The New Enthusiast

The Dog Days

August 15, 2009 · Leave a Comment

August in the Rose City can sometimes feel like the eternal Sunday.  Poetess Susanna Hoffs of the Bangles once referred to Sunday as her “fun day” her “I don’t have to run day”.  Growing up Catholic and schoolgoing, Sundays always represented a curious mix of Hoffs’ fun and Woytek dread (not the name of my family’s dubstep group).  Along with the day off from school, there was homework, mass, going to bed early, my mother watching Masterpiece Theater (or was it theatre).  For a prepubescent boy (which I was until about 15), Sundays weren’t all funning and no running. My point being that there was always the inevitability of Monday on the horizon to kill some of the sheen of the weekend enthusiasm.

August takes on some of these qualities in Portland because the inevitability of drear and soppiness of the rainy season sometimes holds sway over the end of summer.  While my blogmates here at the New Enthusiast have moved or are moving on to better things including wives, prestigious lawyering schools, or writing well received arty things on baseball nerdbone websites, one is left to wonder about the sporting life right here in Portland OR.
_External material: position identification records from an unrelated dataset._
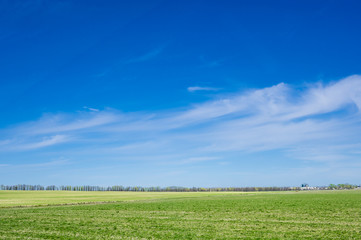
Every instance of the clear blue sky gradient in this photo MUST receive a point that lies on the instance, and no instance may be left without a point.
(187, 93)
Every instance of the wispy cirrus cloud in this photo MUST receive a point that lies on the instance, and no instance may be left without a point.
(147, 56)
(197, 88)
(279, 118)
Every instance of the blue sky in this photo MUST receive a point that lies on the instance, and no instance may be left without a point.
(187, 93)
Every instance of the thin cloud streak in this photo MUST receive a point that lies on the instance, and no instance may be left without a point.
(276, 118)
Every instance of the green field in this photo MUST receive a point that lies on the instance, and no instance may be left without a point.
(276, 215)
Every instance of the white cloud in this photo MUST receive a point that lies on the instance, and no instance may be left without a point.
(197, 88)
(91, 109)
(278, 118)
(45, 142)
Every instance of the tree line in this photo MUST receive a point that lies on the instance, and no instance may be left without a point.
(25, 187)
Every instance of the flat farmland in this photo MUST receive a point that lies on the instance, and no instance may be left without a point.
(271, 215)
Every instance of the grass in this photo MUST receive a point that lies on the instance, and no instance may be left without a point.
(290, 215)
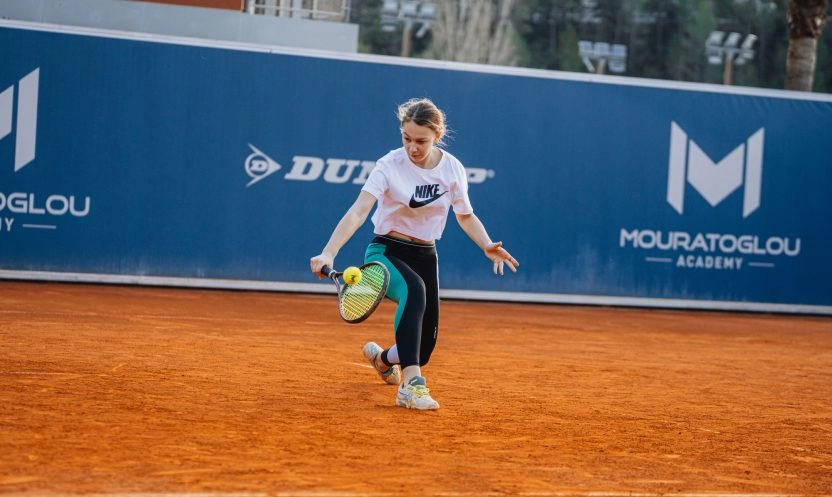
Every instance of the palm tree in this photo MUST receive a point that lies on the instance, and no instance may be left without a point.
(805, 20)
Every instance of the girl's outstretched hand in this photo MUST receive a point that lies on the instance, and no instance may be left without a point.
(500, 257)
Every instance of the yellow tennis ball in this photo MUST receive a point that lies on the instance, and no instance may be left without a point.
(352, 275)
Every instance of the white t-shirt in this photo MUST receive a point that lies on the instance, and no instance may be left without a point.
(416, 201)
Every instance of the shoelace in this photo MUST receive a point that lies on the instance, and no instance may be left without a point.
(420, 390)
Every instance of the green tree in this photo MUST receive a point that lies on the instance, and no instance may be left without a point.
(806, 19)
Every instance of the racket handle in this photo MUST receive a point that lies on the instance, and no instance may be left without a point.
(327, 271)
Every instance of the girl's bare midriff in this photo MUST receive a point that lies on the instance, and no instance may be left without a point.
(402, 236)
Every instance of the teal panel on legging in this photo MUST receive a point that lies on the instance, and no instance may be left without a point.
(397, 291)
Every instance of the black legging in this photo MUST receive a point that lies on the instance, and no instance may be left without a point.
(414, 285)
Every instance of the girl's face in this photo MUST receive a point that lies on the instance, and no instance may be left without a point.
(418, 142)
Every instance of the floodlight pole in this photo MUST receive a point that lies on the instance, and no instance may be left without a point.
(728, 68)
(407, 38)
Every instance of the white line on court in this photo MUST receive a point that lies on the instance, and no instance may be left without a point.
(435, 494)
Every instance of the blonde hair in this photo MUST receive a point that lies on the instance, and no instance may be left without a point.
(424, 112)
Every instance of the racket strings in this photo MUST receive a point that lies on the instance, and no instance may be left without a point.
(362, 297)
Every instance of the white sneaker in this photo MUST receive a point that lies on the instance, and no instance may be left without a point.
(392, 375)
(415, 395)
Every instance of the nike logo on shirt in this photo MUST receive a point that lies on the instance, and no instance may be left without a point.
(428, 194)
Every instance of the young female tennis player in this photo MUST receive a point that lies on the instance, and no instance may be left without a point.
(415, 187)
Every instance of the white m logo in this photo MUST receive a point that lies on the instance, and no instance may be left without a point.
(714, 181)
(27, 118)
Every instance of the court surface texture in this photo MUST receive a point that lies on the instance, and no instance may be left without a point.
(151, 392)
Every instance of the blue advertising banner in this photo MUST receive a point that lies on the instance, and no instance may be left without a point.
(139, 159)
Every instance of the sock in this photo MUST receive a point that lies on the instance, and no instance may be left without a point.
(390, 356)
(411, 372)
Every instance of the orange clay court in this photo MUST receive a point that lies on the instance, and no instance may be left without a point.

As I have taken the assignment of co-covering a Portland Beavers v. Iowa Cubs AAA baseball game later in the week for the Portland Sportsman I can not help but to project some of these lingering  feelings onto some of the forgottens still playing AAA baseball this time of year.

Having attended some 15 professional baseball games at different levels this year(from independent league to MLB) it seems as though this upcoming late August AAA game represents fully this Sunday evening feeling.  The metaphorical Monday being another season of players not realizing their goals of making The Show.  The Portland Beavers roster in particular, being an affiliate of the lowly San Diego Padres, has been raided of nearly all their top prospects.  What is left are some older, more marginal prospects, roster fillers and journeymen.

This is the inevitable nature of AAA baseball especially late in the year when the parent club is no longer competing for a pennant. The Kyle Blanks’s, Cesar Carillo’s, Everth Cabrera’s and Will Venable’s of the organization have been called up with varying degrees of success.  Watching these kinda guys represent the excitement of watching minor league, especially AAA baseball.  Without them, the enthusiasm can be hard to muster.  Luckily for some of the remaining Beavers, roster expansion happens in two short weeks.  The cups of coffee will be dispersed and some of the current Beavers will get a taste of the MLB good life, if potentially only for a month.